例えば20才くらいの男性が交通事故などで亡くなったとしましょう。
葬儀が終わってすぐに訪問する営業マンは大バカです。家族の悲しみが大きい(特に母親)ので話をきける状態ではありません。そういう時に訪問するとかなり嫌われて「○○石材店では絶対に建てません」と思われます。
お墓があると予想されるケース
- 郡部
- 喪主が孫
- 喪主が兄弟
郡部の場合、担当営業マンは墓地に行ってお墓が新しいか古いかを調べているのでどの家にお墓があるかないかを知っています。
喪主が孫や兄弟の場合はほぼ100%お墓があるので優先順位は下がります。
郡部へ行くと、
「はい、うちには立派なお墓があります」
などど良く言われました。
新聞にお悔み欄がある地方都市は自分の担当地域を順番に回ればいいのですが他の石材店と競合します。
「さっき○○石材店さんがお見えになりました」と言われた事も多々ありまして、当時の私は「また○○石材店か絶対負けないぞ」と思ったものでした。

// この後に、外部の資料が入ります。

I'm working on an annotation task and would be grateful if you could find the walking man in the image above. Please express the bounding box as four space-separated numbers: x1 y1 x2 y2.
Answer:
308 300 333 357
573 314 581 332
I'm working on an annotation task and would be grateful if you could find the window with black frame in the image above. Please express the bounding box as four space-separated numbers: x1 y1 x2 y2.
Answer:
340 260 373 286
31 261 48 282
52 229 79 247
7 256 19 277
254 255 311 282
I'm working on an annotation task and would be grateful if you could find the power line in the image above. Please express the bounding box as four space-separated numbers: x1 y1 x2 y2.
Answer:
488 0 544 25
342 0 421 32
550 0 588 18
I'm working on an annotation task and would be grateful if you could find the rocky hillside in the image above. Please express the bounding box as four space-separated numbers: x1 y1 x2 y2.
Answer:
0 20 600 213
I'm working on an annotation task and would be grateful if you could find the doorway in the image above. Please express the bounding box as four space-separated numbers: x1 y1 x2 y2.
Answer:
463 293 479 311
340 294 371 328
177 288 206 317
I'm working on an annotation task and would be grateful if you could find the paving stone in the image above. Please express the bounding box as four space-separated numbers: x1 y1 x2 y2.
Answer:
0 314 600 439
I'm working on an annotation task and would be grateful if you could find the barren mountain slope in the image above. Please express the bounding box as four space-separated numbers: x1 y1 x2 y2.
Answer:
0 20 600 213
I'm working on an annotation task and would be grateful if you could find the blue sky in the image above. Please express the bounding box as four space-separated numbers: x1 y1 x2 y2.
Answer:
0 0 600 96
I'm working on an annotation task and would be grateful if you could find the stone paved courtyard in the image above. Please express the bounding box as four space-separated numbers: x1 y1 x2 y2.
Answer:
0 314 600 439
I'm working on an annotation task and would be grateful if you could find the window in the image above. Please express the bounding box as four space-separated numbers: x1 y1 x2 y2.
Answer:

サラリーマン時代は売り上げの事ばかり気にしておりましてお客様に良いお墓を建ててもらいたいという気持ちは持ってはおりますがノルマを気にして誠意のない態度だとお客様に思われていたかもしれません。
それで今はこのような活動をしているわけです。
都市部(お悔み欄が無い地域)でのお悔み営業
リスト集めが大変です。
そのリストも有料です。
葬儀社、花屋、葬儀社に品物を卸してる業者などから有料でリストを購入するのです。(葬儀社の場合はリベートがもらえる石材店に直接連絡する)
ところがそのリストの中には間違いもあって、「田中実」など同姓同名の場合は「うちは誰も亡くなっていません」とか怒られる場合もあるとか。
個人情報は金になるので、うまく集めればいい金になります、当然1社だけじゃなく他の石材店にも売るので、、仏壇屋にも、、(-_-;)
都市部は石材店と寺院がガッチリ手を組んでいる場合が多いし、民営霊園の指定業者になっていない石材店は墓地で負けてしまいます。
全く公営墓地がないという「市」もあって、何のために住民税を払っているのかと思います。
その公営墓地も絶対数不足であり、開発されるのは民営墓地ばかり。民営墓地も上手くさばけないと含み赤字を引きずったままになるので開発することもためらってしまいます。開発が厳しくなってきてる「市」もありますし。
そういう中で有料で死亡者リストを集めて営業になるのかな?というかなっているんでしょう。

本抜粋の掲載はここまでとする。